Il garante della comunicazione Agcom nel Report "Comunicazione e social media" individua politica e salute come le due categorie dove c'è più disinformazione. Colpa dei social? «I social sono uno strumento molto utile per chi sa cosa vuole e quali informazioni trovare, ma per chi va con l'idea di vedersi confermare le proprie idee, con un intento socialmente "negativo", sono pericolosi, e chi fa disinformazione si precipita su queste "bolle" creando confusione.
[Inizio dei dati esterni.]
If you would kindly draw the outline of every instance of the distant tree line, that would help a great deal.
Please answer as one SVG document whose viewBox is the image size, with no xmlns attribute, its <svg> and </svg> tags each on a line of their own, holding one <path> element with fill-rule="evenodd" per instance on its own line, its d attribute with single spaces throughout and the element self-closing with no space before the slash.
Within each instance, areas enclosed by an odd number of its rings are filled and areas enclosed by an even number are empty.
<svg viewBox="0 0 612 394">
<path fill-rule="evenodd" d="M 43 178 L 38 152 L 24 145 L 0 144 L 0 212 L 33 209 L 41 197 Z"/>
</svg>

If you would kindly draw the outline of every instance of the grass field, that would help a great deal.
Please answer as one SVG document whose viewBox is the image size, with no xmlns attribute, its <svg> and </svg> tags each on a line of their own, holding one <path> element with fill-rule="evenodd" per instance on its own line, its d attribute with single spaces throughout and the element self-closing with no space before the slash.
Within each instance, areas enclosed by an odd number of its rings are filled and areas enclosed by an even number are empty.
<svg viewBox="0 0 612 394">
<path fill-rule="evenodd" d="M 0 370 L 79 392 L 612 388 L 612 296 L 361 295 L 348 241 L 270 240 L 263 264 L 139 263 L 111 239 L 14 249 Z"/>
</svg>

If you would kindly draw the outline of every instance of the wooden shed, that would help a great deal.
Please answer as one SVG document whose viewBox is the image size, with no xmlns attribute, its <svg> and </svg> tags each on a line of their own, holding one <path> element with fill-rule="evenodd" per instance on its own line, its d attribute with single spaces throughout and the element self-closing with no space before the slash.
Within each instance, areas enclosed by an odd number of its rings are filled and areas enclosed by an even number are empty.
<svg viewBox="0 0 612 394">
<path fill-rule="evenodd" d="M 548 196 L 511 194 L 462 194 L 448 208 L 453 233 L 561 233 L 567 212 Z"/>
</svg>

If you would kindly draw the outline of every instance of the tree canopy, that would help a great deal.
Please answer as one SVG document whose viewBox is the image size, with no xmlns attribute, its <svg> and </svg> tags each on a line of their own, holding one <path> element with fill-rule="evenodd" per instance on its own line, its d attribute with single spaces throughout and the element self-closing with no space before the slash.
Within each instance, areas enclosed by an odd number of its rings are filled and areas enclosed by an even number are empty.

Penso occorra lavorare sulle scuole. Se vogliamo che le nostre risorse cognitive siano bene usate dai nostri ragazzi, dobbiamo dare loro strumenti per affrontare l'incertezza dell'informazione e saper distinguere una notizia credibile da un "fake". Il gruppo Cochrane sta facendo attività in giro per il mondo, in particolare in Uganda, insegnando in sostanza come si fa a prendere decisioni in condizioni d'incertezza. Con risultati incoraggianti». È però anche vero che il giovane guarda con disincanto al mondo degli adulti (spesso "irrecuperabili" nelle loro idee): «Con i più giovani riesco a parlare bene di temi attualità, ci capiamo, ma l'impressione è talora di avere di fronte interlocutori che danno un po' per scontate nozioni che invece in me accendevano lo spirito della ricerca».